Na Síria o regime de Bashar al Assad derrotou os rebeldes ajudados pelos EUA e seus aliados. Será isto bom ou ruim para o desvalido povo sírio? Benyamin Netanyahu está ameaçado por investigações de corrupção em Israel. Brigou com a extrema-direita, ele que já é extrema-direita. E agora?
Mais impasses e dúvidas: o começo do fim do reinado de Angela Merkel na Alemanha e na União Europeia. O que viria depois? A estrela de Emmanuel Macron, que mal subiu e já começou a declinar?
Foi também um ano de tropeços e trombadas da chanceler Theresa May com seu próprio Partido Conservador no Reino Unido em torno do inefável e deletério Brexit.
Jacob Zuma e Robert Mugabe saíram de cena, respectivamente na África do Sul e no Zimbabwe. Será isto bom ou mau? Houve mais um surto de ebola na África, desta vez na República Democrática do Congo. Isto é decididamente ruim, e deixa uma perplexidade no ar: a melhoria da infra-estrutura de transporte no continente africano facilita a propagação da doença. Mas agora, pelo menos há uma vacina, ainda em experimentação, mas já em uso pela OMS.
China e Rússia se consolidaram como “major players” diplomáticos, diante da política truculenta de Trump.
O caso de Julian Assange se complica na Embaixada do Equador em Londres.
Um ano de perdas irreparáveis: o incêndio do Museu Nacional no Rio de Janeiro e a perda total da vergonha em amplos setores do judiciário brasileiro, com a obstinação em manter detido o prisioneiro político numero 1 do mundo, o ex-presidente Lula, e a defesa despudorada por muitos de seus membros da flagrante irregularidade do auxílio-moradia, tornando-se este moeda de troca para conseguir um polpudo reajuste salarial em época de vacas magras para todo o povo brasileiro.

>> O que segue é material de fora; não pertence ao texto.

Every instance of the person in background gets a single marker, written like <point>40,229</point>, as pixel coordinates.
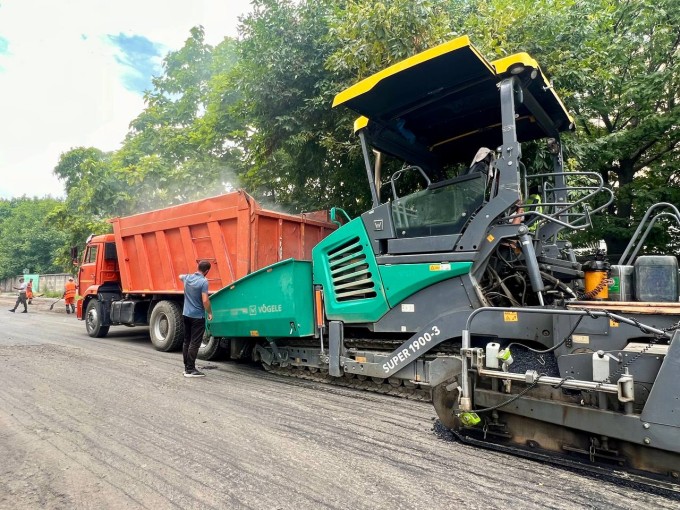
<point>21,299</point>
<point>69,295</point>
<point>196,305</point>
<point>29,291</point>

É verdade que houve alguns lampejos e bruxuleios de esperança. A vitória parcial dos Democratas nos EUA, e a ascensão de políticos e políticas mais à esquerda. O sucesso - até o momento - da frente portuguesa de esquerda, a Geringonça, o besouro que não poderia voar mas no entanto "avoa".
A obstinada resistência do Papa Francisco I, acossado pela arqui-animosidade dos arqui-conservadores da Igreja Católica e do mundo. A aprovação pela ONU do Acordo Global sobre Migrantes e Refugiados, e a reafirmação do Acordo de Paris 2015 sobre o clima, apesar da denúncia por parte dos EUA e a ameaça de retirada por parte do futuro governo brasileiro, que já foi líder positivo de questões ambientais, e que tornou-se o novo pária na matéria.
Em 2018 consolidou-se a candidatura de Lula ao Prêmio Nobel da Paz em 2019. Não sabemos se ele o levará, já que a campanha contra do governo brasileiro será enorme e sibilina, mas o gesto já valeu.
A indicação de Sérgio Moro como Ministro da Justiça por Bolsonaro aumentaram-lhes as chances de obtenção do prêmio, bem como a da condenação do Brasil no Alto Comissariado de Direitos Humanos da ONU.
A aproximação das duas Coreias, com acenos de paz. O ainda tênue cessar-fogo na cidade de Hodeiddah, no Iêmen.
E veio a esperada, depois de tantos anos, vitória de Lopez Obrador no México. Apesar de tudo, Cuba ainda existe e resiste.
Certamente há mais coisas a comentar. Os leitores e as leitoras me perdoem, mas cansei. 2018 me deixou estafado.
Ah sim – last, but not least – , Cesare Battisti está novamente em fuga. Tomara que consiga driblar o Brasil de Fux/Dodge/Temer/Bolsonaro e a Itália de Matteo Salvini.